Change for win here is equal to win at lotery.

----------


## odobisean

Please wake up arteezy

----------


## Adimaru

you had me at beta key

----------


## ebizzle86

Wooo! Beta key!!

----------


## sapphirewsg

Legion WutFace

----------


## sapphirewsg

Legion :confused:

----------


## DewTech

anything else.

----------


## Paperboi

I bought the world's worst thesaurus yesterday. Not only is it terrible, it's terrible.

----------


## -Fonzy-

Let me get one of those beta keys

----------


## artemarkantos

Lets try "joke"

----------


## Domo Kun

Hmmm, funny white joke (Me?)

gl idk random

----------


## skeletonboy360

The hype is real

----------


## Michael Carroll

How do you fix your cell phone if it falls in the toilet?



Stick it in a bag of rice so it attracts enough Asians to fix it.

----------


## knopper

Now we "know" why its called "King's Landing"

----------


## gokuv4

Today is my birthday.

----------


## Secretkeper

I am the lucid dream...

----------


## sssniper86

I got a rock!

----------


## panic36

Hello hello hello

----------


## dklcfr

Anything else.

----------


## Exiztence

Hit me up.

----------


## mer1in

Yey.Let's go.

----------


## podden

Want to checkout Legion prerelease...  :Smile:

----------


## Derpy767

Would love to try out Beta and figure out which class to play!! I've always mained a Druid since vanilla, but gauging just from wowhead's talent calculator i don't think i'm going to like them in legion and want a headstart if i have to level and gear a new toon

----------


## Inter18

Would like to try it out. Thanks for this giveaway

----------


## Laykith

I can count to 3.
5 4 6 7 9 1 8 3. 

 :Stick Out Tongue:

----------


## thrillin

I love you?

----------


## Xel

I would love to give it a try.

----------


## UberGamers

Just post!  :Smile:

----------


## scrappyballz

legion key awesome good luck all
and thank you ubergamers for the contest

----------


## MisterPepsi

Thanks for the giveaway Senpai!

----------


## Roccatex

i just wanna demon hunterino

----------


## Smitten

Thanks for all the entries so far guys!

I've just added some terms to the main post, so check those out.

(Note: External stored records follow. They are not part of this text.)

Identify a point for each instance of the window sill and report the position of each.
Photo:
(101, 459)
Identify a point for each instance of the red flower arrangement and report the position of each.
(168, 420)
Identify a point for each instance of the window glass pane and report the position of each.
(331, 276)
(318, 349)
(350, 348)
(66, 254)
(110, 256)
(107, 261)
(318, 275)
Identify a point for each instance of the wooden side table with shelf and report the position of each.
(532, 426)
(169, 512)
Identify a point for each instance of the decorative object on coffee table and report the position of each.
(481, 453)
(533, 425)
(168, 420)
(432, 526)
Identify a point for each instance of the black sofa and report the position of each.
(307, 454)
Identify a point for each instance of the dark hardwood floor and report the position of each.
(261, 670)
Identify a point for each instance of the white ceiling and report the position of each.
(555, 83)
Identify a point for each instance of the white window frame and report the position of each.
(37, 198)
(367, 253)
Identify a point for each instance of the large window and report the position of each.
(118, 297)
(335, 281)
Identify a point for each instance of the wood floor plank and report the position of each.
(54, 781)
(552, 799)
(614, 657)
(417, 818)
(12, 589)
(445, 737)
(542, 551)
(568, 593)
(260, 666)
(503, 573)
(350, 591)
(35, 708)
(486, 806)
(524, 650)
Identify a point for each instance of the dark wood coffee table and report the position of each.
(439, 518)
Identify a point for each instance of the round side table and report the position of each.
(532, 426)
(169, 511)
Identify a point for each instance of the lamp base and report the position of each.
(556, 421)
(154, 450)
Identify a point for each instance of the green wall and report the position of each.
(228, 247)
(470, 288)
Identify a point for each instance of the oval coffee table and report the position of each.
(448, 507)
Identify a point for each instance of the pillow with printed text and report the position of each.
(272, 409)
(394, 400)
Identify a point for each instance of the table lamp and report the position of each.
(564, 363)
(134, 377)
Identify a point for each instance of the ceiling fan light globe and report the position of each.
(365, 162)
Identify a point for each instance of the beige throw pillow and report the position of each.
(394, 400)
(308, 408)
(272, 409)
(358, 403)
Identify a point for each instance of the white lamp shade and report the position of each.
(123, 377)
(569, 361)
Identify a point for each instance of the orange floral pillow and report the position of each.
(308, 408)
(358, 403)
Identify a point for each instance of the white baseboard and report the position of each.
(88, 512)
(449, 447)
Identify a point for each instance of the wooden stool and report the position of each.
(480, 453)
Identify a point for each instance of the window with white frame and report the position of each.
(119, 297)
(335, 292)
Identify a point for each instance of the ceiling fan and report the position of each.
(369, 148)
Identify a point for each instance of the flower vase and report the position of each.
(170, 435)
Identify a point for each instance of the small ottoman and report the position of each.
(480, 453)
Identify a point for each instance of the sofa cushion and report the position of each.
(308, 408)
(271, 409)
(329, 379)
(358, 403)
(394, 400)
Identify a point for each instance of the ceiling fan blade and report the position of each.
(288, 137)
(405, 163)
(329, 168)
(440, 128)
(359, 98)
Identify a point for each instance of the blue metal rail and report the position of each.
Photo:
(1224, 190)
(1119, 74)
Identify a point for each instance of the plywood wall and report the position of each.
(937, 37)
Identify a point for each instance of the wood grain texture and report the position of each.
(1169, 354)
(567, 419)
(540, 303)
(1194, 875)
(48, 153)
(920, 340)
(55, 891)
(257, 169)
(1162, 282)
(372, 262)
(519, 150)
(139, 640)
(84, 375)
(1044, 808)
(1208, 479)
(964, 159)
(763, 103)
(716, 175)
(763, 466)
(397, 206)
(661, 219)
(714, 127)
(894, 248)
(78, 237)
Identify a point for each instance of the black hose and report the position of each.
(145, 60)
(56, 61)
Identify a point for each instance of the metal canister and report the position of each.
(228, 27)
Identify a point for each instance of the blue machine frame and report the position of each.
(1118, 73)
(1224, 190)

Looking forward to more entries and giving these keys out!

----------


## TehVoyager

When you quote me in the winning thread, make sure you mention how good looking i am.

 :Big Grin: 

GL to everyone and congrats in advance to the winner. and good on you smitten for doing another giveaway  :Smile:

----------


## ToR

I'd love a key  :Smile:

----------


## JerichoSlade

Entering the Contest! Excited to try Legion out!

----------


## Kentus

Came here to win this!

----------


## wowscript

hey i like this thread

----------


## naru7410

Time to win.

----------


## HaRdCoR3

This is just a reply. 


I need cookies...i need key...  :Big Grin:

----------


## KenMac

Late one night a mugger wearing a ski mask jumped into the path of a well-dressed man and stuck a gun in his ribs. "Give me your money," he demanded. Indignant, the affluent man replied, "You can’t do this – I’m a US Congressman!" "In that case," replied the robber, "Give me MY money!"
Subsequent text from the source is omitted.